Getting married, starting your journey with that one person who gave more meaning into your life. You started a family and everything is a bliss. However, somewhere down the road, bumps and holes came and rattled the once happy family life you shared with your spouse. Now you are in bitter divorce battle, and the kids are in the middle of the conflict.
Let me share a friend’s story: she has been cheated on by her spouse with the babysitter (Ben Affleck, is that you?). She had a hard time trusting anyone, including herself. She found it hard to forget the things that have happened. Eventually, she tried to move on with her life and found solace and comfort in the arms of a divorcee. She was showered with promises of fidelity, loyalty, commitment, love, trust, and respect. So she fell in love again. Before her divorce came to a finality, she discovered that her new partner has been cheating on her as well. Why oh why! He admitted it and she is now again at a lost. She is an attractive, kind, loving and giving woman. What did she do that made it all happen again? Why is this happening to her? Lightning don’t strike the same place (or woman) twice, right? She is now at a crossroad, and she doesn’t know what to do. Her excruciating pain is gut deep. Where does she go from here? What can she do to start picking up the pieces of herself and start putting it back together?
This was my advice to her: First off, the acts committed by the ex-husband and current boyfriend cannot to be blamed on to her. It was already in their veins even before they met her. She just happened to fell for their sweet-nothings, well-crafted lies and empty promises. Both of them clearly have some deep issues that needs to be worked on before they can commit again. If they don’t seek help to have those resolved, there is nothing she can do. She needs to look deep within herself and know that she has value. She has a bright and glorious future. Reaching out for help is a step she took forward towards that goal. A change in one’s inner working must be made in order to ensure that none of that stuff happens to her again.
Here is an exercise one can do to help ease that sense of abandonment and grief.
In your mind, take a trip down memory lane and remember yourself as a little girl that has been left out. Visualize everything — the room, the scents, the emotions, the wind, the weather. Can you see your surroundings clearly? Now take a moment to listen to the conversations going around you. Are those from your family? Friends or strangers? Grasp the words and the actions as how you feel right now — scared, lonely and abandoned. Take a deep breathe and freeze everyone in the scene except your little self. As your grownup self, enter that room and take the little girls hand. Look at her and tell her she is not alone anymore. Tell her that you will help her through the moment. Explain to her that the actions of the people around her has nothing to do with her. The bad emotions of those people were lingering inside them for so long even before she was born. Ask her what she would say to them if they could hear her. She would probably want to let them know that she loves them but doesn’t like how they treat her. As the grownup you, tell her it’s okay to forgive them and wish them peace in their hearts and mind. Tell her to let them go so that both of you can move forward into your new life. Visualize yourself giving her a hug. Let her know that both of you will be together forever and neither of you will ever be alone again. Both of you are loved and is now safe.

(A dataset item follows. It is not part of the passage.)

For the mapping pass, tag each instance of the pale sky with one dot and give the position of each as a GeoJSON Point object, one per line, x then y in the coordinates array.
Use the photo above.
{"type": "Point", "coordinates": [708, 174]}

That little girl is the representation of one’s inner self. Life didn’t get complicated because we got older. It became complicated because we were too young to understand it fully. Everyone deserves to be loved and life a life filled with joy. In every situation, one must learn how to choose a different point of view. Always be open to learn lessons that the situation will present. Never allow yourself to stay (or be) a victim. The choice to see a different point of view is yours and yours alone. One must allow herself to heal during this difficult time and know that this too shall pass. One may not be able to choose how they started their life story but she can certainly get to choose the middle and ending. Choose happily ever after for one’s self.